On 21 March 2013 21:46, Iain Buclaw <ibuclaw@ubuntu.com> wrote:

On 21 March 2013 20:29, Jacob Carlborg <doob@me.com> wrote:
The code below works fine without optimizations. But with optimizations (the -O flag) turned on it segfaults. The behavior with optimizations turned on is a bit different depending on which version of DMD I try and if I compile for 32 or 64bit.

DMD 2.062 64bit: Segfault
DMD 2.062 32bit: Prints a huge array then segfault
DMD 2.061 64bit: Segfault
DMD 2.061 32bit: Prints a fairly small array (10 elements) with random numbers
DMD head (7dcc72a997) 32bit: Bus error: 10

I'm using Mac OS X 10.8.2.

import std.stdio;

int[]* getDeserializedSlice ()
{
    void[] a = [1, 2, 3, 4, 5].dup;
    auto b = &a;

    if (auto c = b)
        auto d = &(cast(int[]) *c)[1 .. 1 + 2];

    return null;
}

void main ()
{
    writeln(*getDeserializedSlice());
}


Is the above code supposed to work? The test case might look a bit strange, the full source code is here:

https://github.com/jacob-carlborg/orange/blob/master/orange/serialization/Serializer.d#L1672

--
/Jacob Carlborg


As I see it, that code should *always* cause a segmentation fault.

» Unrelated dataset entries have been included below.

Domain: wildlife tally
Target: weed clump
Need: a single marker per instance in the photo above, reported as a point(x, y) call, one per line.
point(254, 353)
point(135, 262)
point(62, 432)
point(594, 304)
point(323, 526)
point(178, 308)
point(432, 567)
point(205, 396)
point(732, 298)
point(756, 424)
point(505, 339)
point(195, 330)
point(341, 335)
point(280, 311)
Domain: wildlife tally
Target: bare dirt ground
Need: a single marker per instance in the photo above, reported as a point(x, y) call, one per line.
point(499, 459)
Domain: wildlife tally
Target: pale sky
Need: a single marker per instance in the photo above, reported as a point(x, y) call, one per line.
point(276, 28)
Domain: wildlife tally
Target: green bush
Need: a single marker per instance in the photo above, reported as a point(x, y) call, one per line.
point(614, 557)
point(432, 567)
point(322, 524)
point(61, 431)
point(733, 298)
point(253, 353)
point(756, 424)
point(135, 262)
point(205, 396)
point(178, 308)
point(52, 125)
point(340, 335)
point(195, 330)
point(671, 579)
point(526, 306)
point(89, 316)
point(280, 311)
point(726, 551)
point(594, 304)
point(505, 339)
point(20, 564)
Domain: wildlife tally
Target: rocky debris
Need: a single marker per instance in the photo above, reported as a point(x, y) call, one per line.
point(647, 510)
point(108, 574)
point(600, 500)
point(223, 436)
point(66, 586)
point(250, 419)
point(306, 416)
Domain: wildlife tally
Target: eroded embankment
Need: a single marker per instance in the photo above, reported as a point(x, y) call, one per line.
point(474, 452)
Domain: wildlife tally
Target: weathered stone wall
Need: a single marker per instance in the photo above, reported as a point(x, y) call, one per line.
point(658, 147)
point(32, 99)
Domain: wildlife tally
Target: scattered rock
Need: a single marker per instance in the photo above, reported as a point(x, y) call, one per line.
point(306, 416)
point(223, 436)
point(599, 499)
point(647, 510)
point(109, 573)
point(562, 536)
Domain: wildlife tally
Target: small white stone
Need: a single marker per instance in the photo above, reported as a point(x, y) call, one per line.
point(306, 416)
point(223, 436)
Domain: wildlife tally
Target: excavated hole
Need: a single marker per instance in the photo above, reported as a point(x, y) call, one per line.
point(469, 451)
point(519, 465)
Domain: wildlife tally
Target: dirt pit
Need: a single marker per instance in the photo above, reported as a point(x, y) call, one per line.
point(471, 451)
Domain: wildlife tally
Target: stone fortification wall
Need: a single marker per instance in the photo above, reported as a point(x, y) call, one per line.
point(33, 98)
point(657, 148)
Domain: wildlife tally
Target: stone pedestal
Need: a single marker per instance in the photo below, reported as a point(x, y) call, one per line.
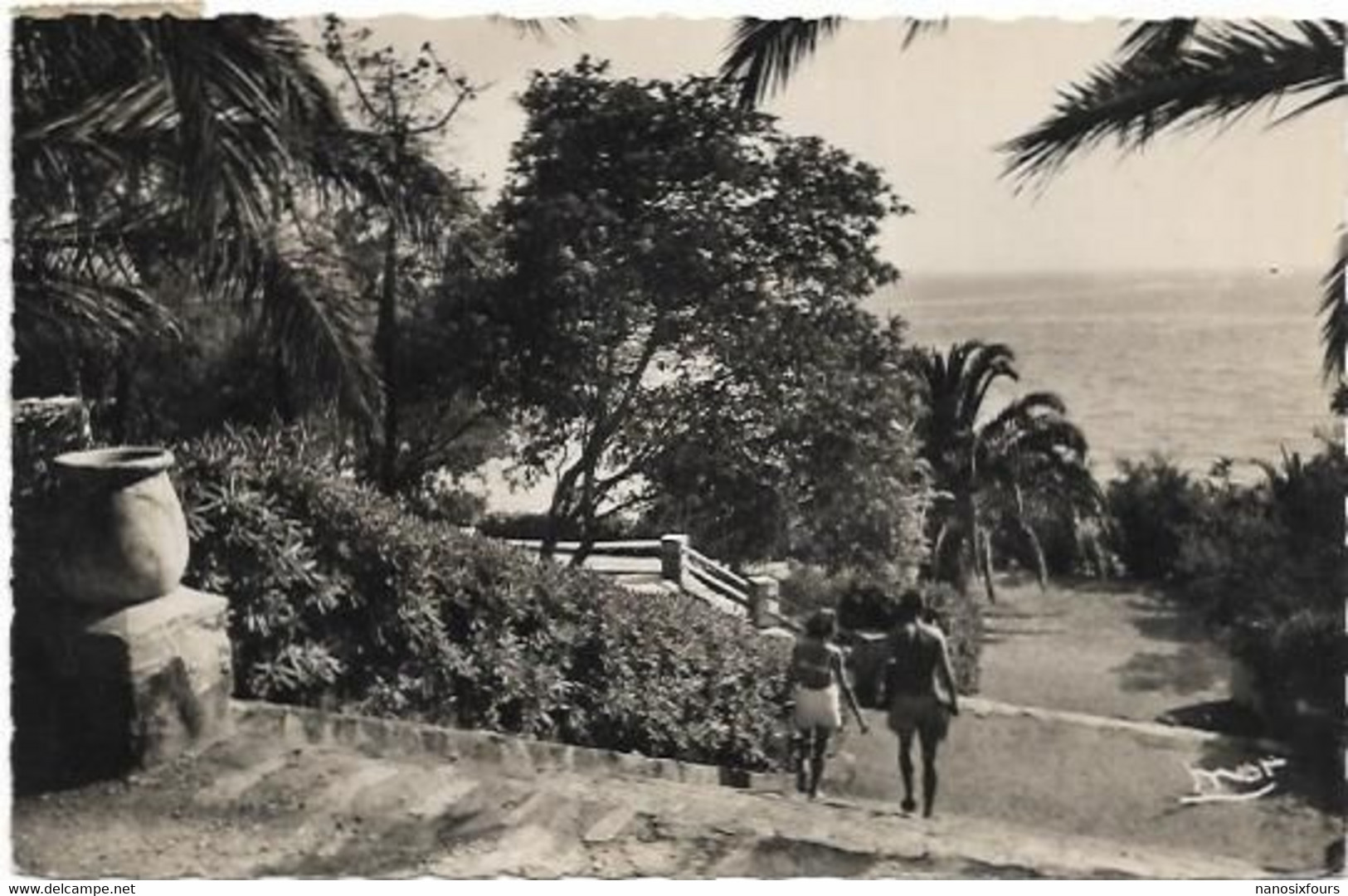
point(97, 697)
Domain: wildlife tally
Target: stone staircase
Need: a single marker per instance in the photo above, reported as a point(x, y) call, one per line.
point(299, 792)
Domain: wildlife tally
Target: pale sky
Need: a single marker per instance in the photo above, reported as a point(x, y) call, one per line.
point(931, 119)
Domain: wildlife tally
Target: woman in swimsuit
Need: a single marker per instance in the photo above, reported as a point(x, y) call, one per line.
point(819, 679)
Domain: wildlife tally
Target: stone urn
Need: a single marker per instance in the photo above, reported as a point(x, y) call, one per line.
point(120, 533)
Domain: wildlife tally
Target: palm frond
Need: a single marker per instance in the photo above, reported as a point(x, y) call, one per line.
point(535, 28)
point(1218, 75)
point(1158, 39)
point(763, 53)
point(1333, 308)
point(310, 313)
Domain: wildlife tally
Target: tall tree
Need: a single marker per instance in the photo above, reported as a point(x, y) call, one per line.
point(985, 468)
point(646, 220)
point(402, 103)
point(804, 448)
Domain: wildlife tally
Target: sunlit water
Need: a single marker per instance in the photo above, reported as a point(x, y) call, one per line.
point(1193, 365)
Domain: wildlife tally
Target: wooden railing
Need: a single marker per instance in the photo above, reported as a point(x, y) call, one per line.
point(686, 567)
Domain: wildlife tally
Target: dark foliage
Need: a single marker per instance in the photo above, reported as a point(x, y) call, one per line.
point(1263, 565)
point(341, 597)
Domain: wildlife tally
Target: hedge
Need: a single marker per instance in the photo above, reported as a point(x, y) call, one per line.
point(341, 597)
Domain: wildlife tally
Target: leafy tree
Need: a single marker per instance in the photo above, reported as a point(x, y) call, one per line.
point(985, 466)
point(804, 450)
point(402, 103)
point(651, 226)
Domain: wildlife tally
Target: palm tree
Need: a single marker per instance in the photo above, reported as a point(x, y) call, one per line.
point(765, 53)
point(155, 157)
point(1179, 75)
point(985, 469)
point(1169, 75)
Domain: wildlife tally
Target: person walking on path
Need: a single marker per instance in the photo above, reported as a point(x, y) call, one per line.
point(819, 679)
point(918, 702)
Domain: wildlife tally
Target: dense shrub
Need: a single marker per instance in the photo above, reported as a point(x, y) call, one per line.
point(338, 595)
point(1262, 563)
point(1151, 503)
point(806, 589)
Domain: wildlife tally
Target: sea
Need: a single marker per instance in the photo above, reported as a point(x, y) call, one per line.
point(1195, 367)
point(1190, 365)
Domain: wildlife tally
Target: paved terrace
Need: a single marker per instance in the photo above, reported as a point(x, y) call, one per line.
point(299, 792)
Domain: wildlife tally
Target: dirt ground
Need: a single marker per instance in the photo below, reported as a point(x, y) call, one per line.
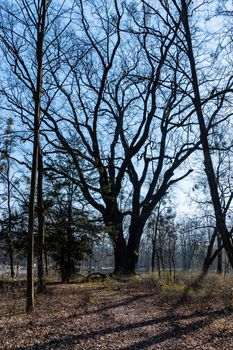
point(120, 316)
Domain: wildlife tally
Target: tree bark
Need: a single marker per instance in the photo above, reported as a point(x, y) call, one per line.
point(36, 126)
point(41, 288)
point(209, 169)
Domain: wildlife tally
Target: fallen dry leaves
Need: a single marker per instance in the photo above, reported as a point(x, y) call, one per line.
point(104, 316)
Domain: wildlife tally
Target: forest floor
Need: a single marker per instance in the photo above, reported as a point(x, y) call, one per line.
point(135, 313)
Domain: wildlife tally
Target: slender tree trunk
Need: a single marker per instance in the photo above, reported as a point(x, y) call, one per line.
point(9, 234)
point(36, 126)
point(153, 256)
point(120, 253)
point(219, 260)
point(41, 288)
point(220, 220)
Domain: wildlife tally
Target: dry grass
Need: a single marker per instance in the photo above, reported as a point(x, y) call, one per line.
point(125, 313)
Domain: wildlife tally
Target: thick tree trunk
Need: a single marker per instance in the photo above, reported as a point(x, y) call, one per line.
point(220, 220)
point(41, 288)
point(120, 253)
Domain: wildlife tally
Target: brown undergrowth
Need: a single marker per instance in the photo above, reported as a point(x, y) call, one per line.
point(140, 312)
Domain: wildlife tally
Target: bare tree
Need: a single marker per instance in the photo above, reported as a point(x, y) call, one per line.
point(209, 168)
point(27, 30)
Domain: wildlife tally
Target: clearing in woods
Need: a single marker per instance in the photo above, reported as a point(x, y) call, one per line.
point(130, 313)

You are returning 'null', and then dereferencing it...


Just to be clear, the program should stop at the point of:

writeln(*getDeserializedSlice())

Where getSerializedSlice() has returned 'null' and then null gets dereferenced.  All other behaviours where the program tries to print *(null) are wrong code.